You experience below issues as a result of TREXIndexServer-crashes:
- Query returns with communication error.
- Indexing failures.
- Queries become unresponsive.
Content of SAP note 1872501
If high memory in the BWA is the reason for the TREXIndexServer-crash, the query that caused the high memory needs to be optimized. The following points can be checked to find out the reason for the crashing of the TREXIndexServer:
- Verify whether the TREXIndexServer process has crashed and was restarted
It is possible that the end user is not aware that the TREXIndexServer has crashed. Before starting to analyze the BWA problem, it should be verified that the crash has indeed occurred. The TREXDaemon process makes sure that all BWA processes are always restarted after they have crashed or were manually killed. There are a few ways to verify that a BWA service has stopped and was restarted.

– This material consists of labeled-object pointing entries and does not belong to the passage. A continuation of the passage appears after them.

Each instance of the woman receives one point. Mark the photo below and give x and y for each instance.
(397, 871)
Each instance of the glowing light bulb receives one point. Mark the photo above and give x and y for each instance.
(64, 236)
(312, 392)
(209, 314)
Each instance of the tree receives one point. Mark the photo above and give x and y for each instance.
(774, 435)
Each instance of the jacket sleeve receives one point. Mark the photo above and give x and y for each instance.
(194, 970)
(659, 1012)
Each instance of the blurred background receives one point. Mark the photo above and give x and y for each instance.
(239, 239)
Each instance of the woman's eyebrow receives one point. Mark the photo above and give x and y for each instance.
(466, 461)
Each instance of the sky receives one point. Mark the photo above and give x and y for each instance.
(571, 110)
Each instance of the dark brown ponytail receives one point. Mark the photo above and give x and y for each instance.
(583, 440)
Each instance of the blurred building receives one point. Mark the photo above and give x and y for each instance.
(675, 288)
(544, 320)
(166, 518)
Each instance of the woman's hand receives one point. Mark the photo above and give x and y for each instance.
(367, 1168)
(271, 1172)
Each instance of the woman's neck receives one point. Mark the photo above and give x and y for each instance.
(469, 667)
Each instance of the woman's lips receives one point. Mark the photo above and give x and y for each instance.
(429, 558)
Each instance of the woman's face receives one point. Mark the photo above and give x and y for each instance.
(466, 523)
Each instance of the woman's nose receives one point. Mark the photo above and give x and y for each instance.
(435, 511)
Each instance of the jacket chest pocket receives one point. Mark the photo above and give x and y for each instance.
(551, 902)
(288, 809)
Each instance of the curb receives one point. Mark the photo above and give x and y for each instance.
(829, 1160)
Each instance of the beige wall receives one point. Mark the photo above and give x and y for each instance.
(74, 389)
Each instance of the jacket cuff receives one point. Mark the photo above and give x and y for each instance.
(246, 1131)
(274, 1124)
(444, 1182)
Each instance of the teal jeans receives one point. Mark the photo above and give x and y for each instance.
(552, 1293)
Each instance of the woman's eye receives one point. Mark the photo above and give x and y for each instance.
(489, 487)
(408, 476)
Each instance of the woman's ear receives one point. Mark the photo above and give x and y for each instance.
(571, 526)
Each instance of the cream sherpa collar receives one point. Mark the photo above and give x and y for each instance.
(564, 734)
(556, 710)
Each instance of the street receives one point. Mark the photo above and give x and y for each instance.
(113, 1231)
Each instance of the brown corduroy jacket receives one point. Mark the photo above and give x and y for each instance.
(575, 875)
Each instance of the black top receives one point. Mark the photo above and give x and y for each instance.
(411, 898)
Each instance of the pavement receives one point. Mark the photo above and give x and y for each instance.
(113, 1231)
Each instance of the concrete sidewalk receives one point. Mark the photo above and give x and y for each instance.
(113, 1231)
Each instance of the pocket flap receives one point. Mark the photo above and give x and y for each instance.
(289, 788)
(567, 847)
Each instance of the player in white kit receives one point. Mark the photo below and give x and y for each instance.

Note: A BWA service is a Linux OS process. The words “service” and “process” are used interchangeably in this document.
a. Check the BWA alerts in transaction RSDDBIAMON2
Check the alerts reported by the alert server in transaction RSDDBIAMON2. If there was a crash and the core file creation is activated on the system (see SAP Note 1553477), the alert server will issue a warning that core files were generated. Please note that the missing of core files does not mean that the TREXIndexServer did not crash, however if there are core files generated, this is a clear indicator that a crash has occurred. Also note that core files will be generated for any process that crashes, thus it is necessary to double-check that the core files generated are for the TREXIndexServer process.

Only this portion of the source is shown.